ある方がいます。私が尊敬する人事のプロですが、彼は30代の時に、それまでの専門性を捨て、一念発起して人事のプロになった人です。
前職はサービス業の現場にいましたが、あるベンチャー企業に転職しました。彼はそのベンチャー企業でも最初は営業だったのですが、自分で手を挙げて、人事のプロになろうとしました。その経緯や思いは別の話です。ここで知っていただきたいのは、彼はいかにして学び直しを行い、別の道のプロになり得たか、です。
大学院に通うといった手もあったと思います。自分の専門を変えようとした場合、それが一番ポピュラーな方法かもしれません。しかし、彼はそうはしませんでした。何をしたかというと、人事に関連する人たちが集まる会合に片っ端から顔を出して、挨拶をし、傍聴し、そして、そこで面白いと思った人を見つけ、個別に会いに出かけたのです。

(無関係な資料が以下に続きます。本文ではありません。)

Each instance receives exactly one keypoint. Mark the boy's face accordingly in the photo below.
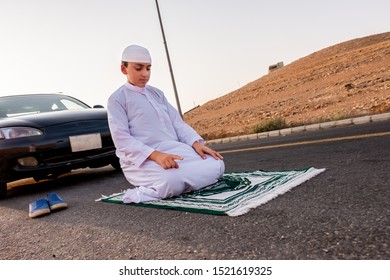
(138, 74)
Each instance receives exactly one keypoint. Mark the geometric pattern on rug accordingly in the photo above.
(234, 194)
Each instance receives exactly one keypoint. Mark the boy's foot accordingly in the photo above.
(55, 202)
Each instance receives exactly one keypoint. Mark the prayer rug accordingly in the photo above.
(234, 194)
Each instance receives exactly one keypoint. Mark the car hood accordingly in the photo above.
(53, 118)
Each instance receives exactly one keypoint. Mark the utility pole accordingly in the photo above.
(169, 61)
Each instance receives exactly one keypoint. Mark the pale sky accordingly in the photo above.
(215, 46)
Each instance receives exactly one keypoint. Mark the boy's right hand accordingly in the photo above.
(166, 161)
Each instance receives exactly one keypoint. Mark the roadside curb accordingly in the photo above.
(310, 127)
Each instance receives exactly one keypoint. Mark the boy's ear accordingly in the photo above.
(123, 69)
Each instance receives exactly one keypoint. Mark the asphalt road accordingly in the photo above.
(343, 213)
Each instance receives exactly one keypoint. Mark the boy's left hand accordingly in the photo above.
(202, 150)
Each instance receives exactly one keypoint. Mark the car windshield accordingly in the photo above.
(18, 105)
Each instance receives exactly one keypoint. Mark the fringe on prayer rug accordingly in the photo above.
(234, 194)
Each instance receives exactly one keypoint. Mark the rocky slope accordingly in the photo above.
(345, 80)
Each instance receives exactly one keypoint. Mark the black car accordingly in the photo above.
(46, 135)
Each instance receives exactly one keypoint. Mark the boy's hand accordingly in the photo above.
(202, 150)
(166, 161)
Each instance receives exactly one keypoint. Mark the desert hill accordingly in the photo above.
(345, 80)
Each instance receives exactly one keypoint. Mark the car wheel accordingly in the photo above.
(116, 164)
(3, 190)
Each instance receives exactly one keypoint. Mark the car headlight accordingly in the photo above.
(18, 132)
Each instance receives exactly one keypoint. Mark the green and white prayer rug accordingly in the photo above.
(234, 194)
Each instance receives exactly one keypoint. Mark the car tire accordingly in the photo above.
(3, 190)
(116, 165)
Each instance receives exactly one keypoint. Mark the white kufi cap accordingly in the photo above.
(134, 53)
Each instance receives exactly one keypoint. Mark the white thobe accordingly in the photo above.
(141, 120)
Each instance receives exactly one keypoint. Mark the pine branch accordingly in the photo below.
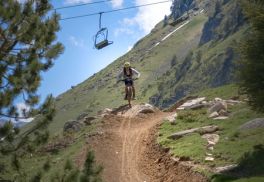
(14, 117)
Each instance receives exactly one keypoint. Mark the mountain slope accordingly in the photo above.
(173, 61)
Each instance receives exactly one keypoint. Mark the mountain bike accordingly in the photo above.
(129, 90)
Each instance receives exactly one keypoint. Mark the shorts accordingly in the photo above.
(129, 82)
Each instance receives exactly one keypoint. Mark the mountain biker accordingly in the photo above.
(127, 74)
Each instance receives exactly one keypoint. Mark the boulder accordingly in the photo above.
(253, 124)
(201, 130)
(223, 113)
(214, 115)
(217, 99)
(221, 118)
(211, 138)
(171, 118)
(225, 168)
(191, 103)
(104, 112)
(198, 106)
(137, 110)
(233, 102)
(88, 120)
(82, 116)
(218, 106)
(72, 126)
(209, 159)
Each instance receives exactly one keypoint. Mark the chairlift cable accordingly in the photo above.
(83, 4)
(115, 10)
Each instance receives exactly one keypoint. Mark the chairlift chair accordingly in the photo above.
(101, 37)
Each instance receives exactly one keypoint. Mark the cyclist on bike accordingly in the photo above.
(127, 74)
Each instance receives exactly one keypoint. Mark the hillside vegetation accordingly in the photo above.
(196, 56)
(178, 65)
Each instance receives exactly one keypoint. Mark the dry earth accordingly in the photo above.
(128, 151)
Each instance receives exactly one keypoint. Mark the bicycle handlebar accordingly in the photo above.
(127, 79)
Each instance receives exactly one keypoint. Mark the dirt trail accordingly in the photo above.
(128, 151)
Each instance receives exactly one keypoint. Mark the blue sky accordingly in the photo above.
(80, 60)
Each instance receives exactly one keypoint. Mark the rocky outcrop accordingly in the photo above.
(72, 126)
(200, 130)
(220, 25)
(253, 124)
(137, 110)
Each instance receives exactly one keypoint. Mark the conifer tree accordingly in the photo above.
(251, 70)
(91, 172)
(28, 47)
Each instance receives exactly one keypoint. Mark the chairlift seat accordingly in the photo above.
(102, 44)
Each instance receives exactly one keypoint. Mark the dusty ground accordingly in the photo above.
(128, 151)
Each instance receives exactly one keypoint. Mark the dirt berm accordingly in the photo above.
(128, 151)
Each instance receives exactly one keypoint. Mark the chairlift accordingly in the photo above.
(101, 37)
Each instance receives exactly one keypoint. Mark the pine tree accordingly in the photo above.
(28, 47)
(251, 70)
(91, 172)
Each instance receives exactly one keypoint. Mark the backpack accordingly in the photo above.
(130, 72)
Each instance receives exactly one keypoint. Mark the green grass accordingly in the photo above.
(234, 144)
(32, 165)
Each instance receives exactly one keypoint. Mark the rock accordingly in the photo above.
(214, 115)
(208, 129)
(217, 99)
(179, 103)
(210, 159)
(225, 168)
(208, 154)
(72, 126)
(217, 107)
(233, 102)
(184, 158)
(221, 118)
(88, 120)
(223, 113)
(201, 130)
(82, 116)
(137, 110)
(171, 118)
(104, 112)
(210, 148)
(146, 108)
(253, 124)
(190, 103)
(198, 106)
(211, 138)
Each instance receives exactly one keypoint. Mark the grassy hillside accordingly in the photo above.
(212, 63)
(236, 146)
(186, 62)
(101, 90)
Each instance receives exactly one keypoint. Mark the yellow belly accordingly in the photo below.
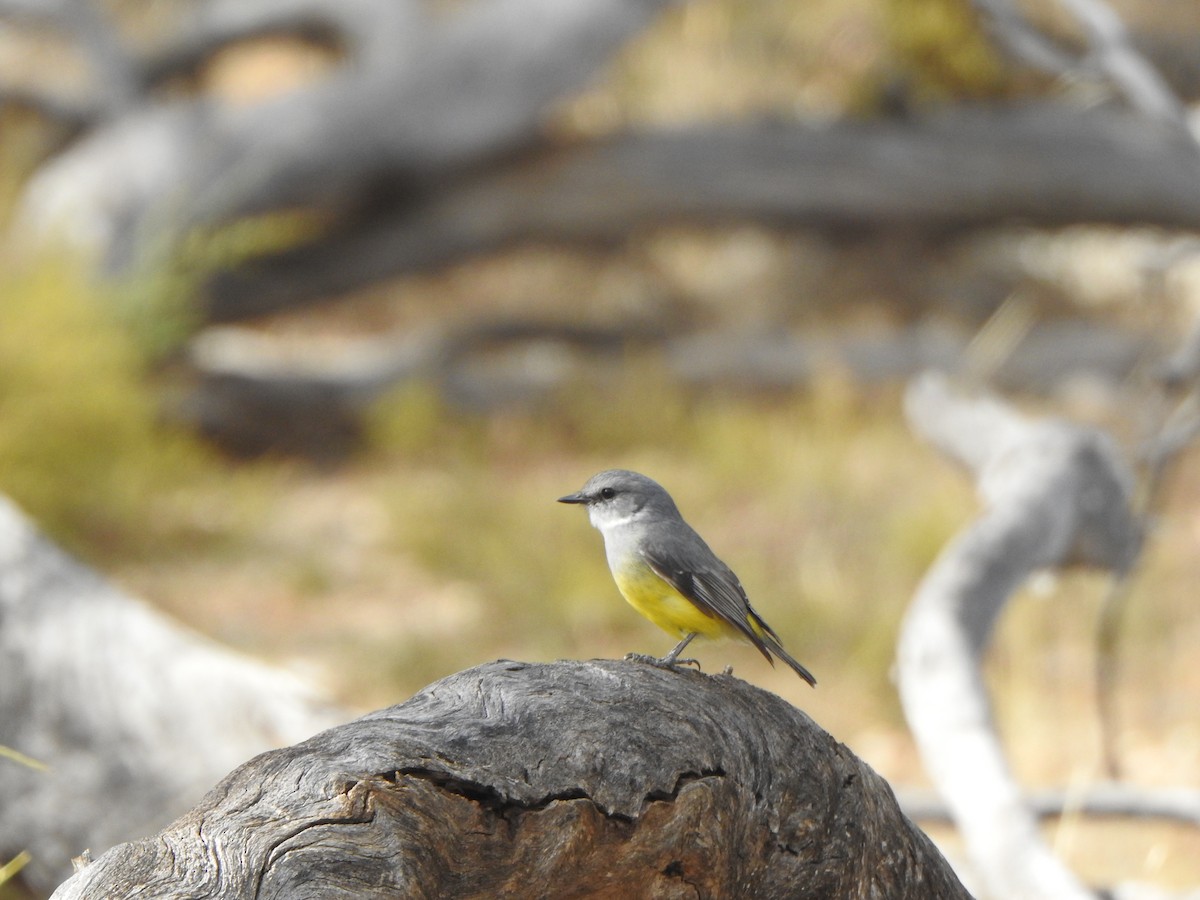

私が新規事業担当のフェローをしていたリクルート社にも彼はやって来ました。そして「私は人事の素人です。しかし、この分野でプロになりたいと思っています。どうか、よろしくお引き回しください」と丁寧に頭を下げたのです。
大人になって、自分からそうそう言える言葉ではありません。しかも、彼は前の仕事でも目覚ましい実績を上げていたことは誰もが知っていました。みんなまず驚くのですが、同時にそう言われて悪い気がする人もほとんどいないと思います。だからこちらは何でも話をします。彼はそれをすべて克明にメモして学んでいきました。
彼はまた、「読むべき本はありますか?」と必ず聞いていました。自分が信じた人が勧める本を読む。そうすれば無駄がありません。